Tobacco Purchase Age Now 21

Andrew Botolino, Staff Writer

On November 30, the Barnstable Board of Health passed a law that prohibited the purchase of any tobacco or nicotine products to anyone under the age of 21. This toughens the bill passed by Gov. Charlie Baker in July, which enforces the same thing — however, under the state bill, anyone in the age bracket of 18 to 21 would have been “grandfathered-in,” meaning that all persons who turned 18 before 2019 could still purchase tobacco products.

At the start of his campaign, the tobacco and nicotine age wasn’t something State Rep. Will Crocker of the 2nd Barnstable district was advocating for or against. It was on his radar, but only a blip. But looking further into the marketing of these products, Crocker said he became concerned with “a movement by the tobacco companies towards trying to market their product to younger members — teenagers, people under the age of 18 specifically — through their advertising.”

JUUL, the infamous company that is dominating the vaping industry, has faced backlash like this for their marketing schemes, and has swapped young adults for former smokers in their ads, and changed pod flavors like “cool cucumber” and “creme brulee” to simply “cucumber” and “creme,” respectively. The FDA then took matters into their own hands this fall, prohibiting the sale of all flavors except and tobacco and menthol/mint variations at gas stations and convenience stores.

Still, many, like Crocker, doubt whether this is even enough to “delay the availability of products to someone who is underage.”

Instead, the Massachusetts lawmakers have confidence that raising the purchasing age will do that. “If we raise the age to 21, there would be a possibility of a young adult deciding when they were older not to smoke,” Crocker said. When they’re older and haven’t tried it, or maybe tried it but did not become involved in it, they would be more mature, and more likely to not start.”

But, what about the young adults and teenagers who have already become addicted?

One recent Barnstable High School graduate, now 19, first picked up a JUUL sophomore year.

“Looking back on it, I never should’ve done it. I wish I could go back and tell myself not to start.”

It’s an expensive addiction, and another 20 year-old BHS grad exclaimed, “It feels like [JUUL] has been stealing my money.”

Now that the law is in effect, Crocker noted that “the whole JUUL process is something that we really need to look into. It’s gotten so popular so quick that there needs to be long-term research on it.”

  However, additional research isn’t necessary to prove the fact that nicotine is addictive — so much so that it ranked third, behind heroin and cocaine, on CNN’s list of the world’s most addictive substances.
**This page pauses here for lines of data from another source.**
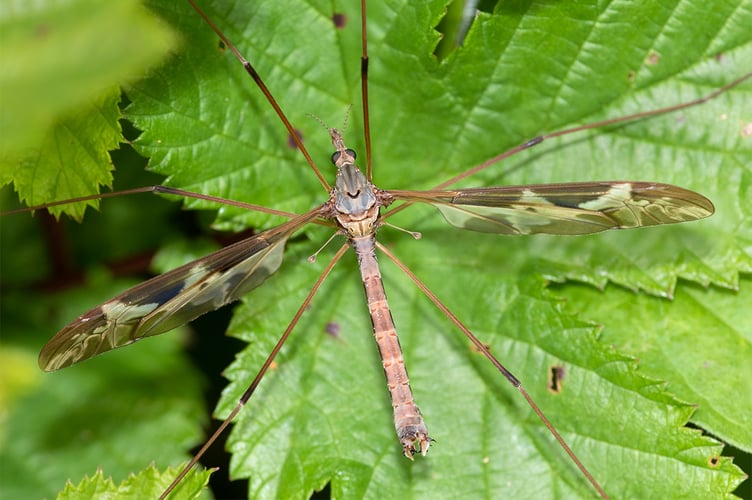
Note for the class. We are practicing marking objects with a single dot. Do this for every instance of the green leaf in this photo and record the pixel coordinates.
(701, 331)
(322, 415)
(58, 94)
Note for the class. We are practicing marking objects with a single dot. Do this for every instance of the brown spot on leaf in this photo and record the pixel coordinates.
(339, 20)
(556, 375)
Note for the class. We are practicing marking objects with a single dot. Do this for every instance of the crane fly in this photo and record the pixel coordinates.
(171, 299)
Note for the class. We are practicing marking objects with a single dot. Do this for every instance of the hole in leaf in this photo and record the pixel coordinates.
(339, 20)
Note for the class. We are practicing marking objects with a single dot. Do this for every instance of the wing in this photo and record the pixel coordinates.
(573, 208)
(173, 298)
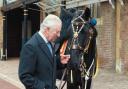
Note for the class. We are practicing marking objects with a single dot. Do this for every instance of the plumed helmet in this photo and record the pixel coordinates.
(93, 22)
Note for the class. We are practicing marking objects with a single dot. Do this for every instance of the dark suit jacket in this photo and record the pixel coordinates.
(37, 66)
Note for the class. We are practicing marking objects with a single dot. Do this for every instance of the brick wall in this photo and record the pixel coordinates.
(124, 38)
(106, 37)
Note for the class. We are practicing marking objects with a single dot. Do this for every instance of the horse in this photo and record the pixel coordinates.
(78, 40)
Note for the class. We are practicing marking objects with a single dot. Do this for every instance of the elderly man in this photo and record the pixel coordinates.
(37, 68)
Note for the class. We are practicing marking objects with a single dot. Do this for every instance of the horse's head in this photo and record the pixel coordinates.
(80, 42)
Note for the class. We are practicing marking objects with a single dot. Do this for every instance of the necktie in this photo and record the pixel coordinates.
(50, 47)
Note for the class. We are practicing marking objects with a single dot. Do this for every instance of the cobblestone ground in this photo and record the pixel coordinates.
(105, 79)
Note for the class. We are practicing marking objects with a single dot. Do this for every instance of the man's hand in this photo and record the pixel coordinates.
(64, 58)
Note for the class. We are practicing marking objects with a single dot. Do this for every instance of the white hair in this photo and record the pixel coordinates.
(50, 21)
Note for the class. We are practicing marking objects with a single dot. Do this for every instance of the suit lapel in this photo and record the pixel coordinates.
(44, 48)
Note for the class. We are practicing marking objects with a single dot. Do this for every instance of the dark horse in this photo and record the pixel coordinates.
(80, 34)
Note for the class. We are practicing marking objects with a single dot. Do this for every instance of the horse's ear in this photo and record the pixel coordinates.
(87, 14)
(63, 47)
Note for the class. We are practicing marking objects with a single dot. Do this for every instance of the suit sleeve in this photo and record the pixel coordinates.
(27, 67)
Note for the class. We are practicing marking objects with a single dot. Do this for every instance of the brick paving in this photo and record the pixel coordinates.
(105, 79)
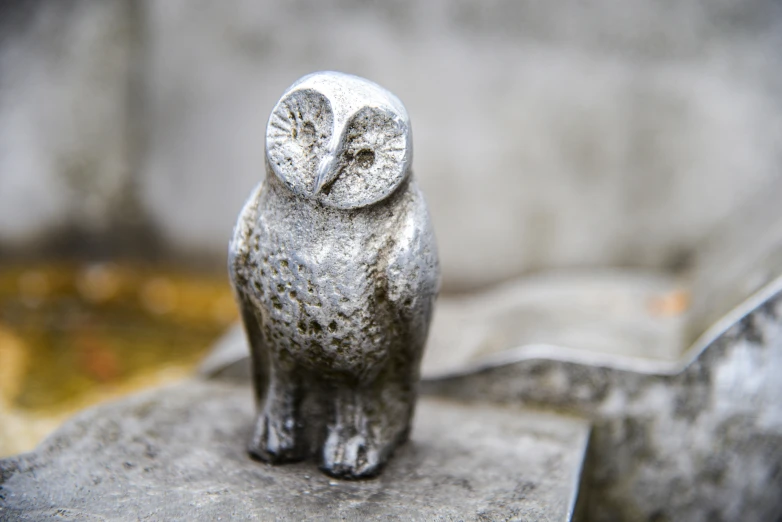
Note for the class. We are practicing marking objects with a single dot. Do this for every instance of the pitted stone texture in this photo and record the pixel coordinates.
(177, 454)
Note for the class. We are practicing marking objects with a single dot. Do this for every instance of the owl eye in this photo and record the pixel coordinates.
(372, 160)
(298, 132)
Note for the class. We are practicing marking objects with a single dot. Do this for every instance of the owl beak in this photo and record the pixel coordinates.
(324, 170)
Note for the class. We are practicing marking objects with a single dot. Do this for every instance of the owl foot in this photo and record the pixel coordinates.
(353, 457)
(275, 440)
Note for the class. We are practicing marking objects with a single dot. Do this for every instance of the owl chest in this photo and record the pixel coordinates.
(320, 298)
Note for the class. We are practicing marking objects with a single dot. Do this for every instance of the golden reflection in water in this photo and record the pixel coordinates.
(75, 335)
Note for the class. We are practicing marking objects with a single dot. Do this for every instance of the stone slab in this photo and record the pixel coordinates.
(179, 454)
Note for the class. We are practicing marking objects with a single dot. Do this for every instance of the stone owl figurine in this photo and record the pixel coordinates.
(334, 265)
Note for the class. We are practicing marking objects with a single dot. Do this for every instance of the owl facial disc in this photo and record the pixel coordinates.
(340, 140)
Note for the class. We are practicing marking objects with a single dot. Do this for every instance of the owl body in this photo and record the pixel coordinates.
(335, 269)
(334, 298)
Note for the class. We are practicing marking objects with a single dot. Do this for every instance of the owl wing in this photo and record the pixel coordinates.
(239, 271)
(413, 270)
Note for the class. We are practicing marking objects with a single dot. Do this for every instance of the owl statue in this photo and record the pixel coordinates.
(334, 265)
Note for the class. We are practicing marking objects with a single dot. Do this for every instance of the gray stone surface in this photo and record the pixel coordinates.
(179, 454)
(701, 443)
(584, 136)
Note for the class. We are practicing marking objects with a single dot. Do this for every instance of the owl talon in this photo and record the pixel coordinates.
(351, 458)
(274, 441)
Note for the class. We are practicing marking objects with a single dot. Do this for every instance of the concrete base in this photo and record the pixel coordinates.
(179, 454)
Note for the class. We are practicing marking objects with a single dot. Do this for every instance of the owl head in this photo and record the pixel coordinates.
(340, 140)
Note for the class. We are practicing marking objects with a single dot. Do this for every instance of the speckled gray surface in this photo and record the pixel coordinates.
(179, 454)
(703, 444)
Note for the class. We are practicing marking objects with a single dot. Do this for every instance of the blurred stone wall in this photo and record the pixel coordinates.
(546, 134)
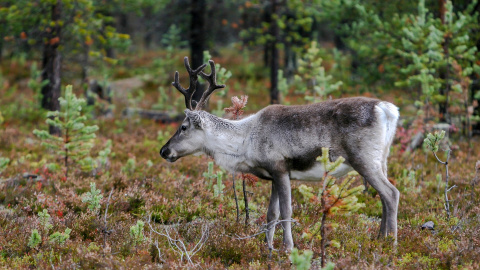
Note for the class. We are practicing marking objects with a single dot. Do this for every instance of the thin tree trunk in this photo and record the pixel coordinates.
(52, 66)
(323, 231)
(443, 106)
(274, 64)
(197, 39)
(236, 198)
(245, 198)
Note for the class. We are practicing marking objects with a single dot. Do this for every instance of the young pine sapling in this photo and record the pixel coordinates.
(76, 141)
(432, 141)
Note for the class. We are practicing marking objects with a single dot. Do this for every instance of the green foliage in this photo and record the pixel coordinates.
(311, 79)
(209, 175)
(35, 239)
(301, 261)
(130, 166)
(85, 26)
(76, 142)
(4, 163)
(222, 73)
(103, 155)
(222, 77)
(93, 198)
(218, 188)
(60, 238)
(136, 232)
(45, 220)
(432, 140)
While the other four substances on this list, including barbiturates and alcohol, all have abuse and recovery programs in place to aid addiction, programs for nicotine addiction, specifically nicotine from JUUL or another vaping device, seem few and far between.

“If I’m going to quit now, it’s kind of like I have to do it on my own,” the 19 year-old said.

In the future, there may be recovery aids in place for the vaping epidemic, and Crocker explained that laws like this have only started the process of keeping tobacco and nicotine products away from teenagers — there still is work to be done.

“Local government — the government that is closest to the people — is the most effective,” he explained. “The school board, principals and superintendent make rules for their students and faculty, just like the local government does for its communities.”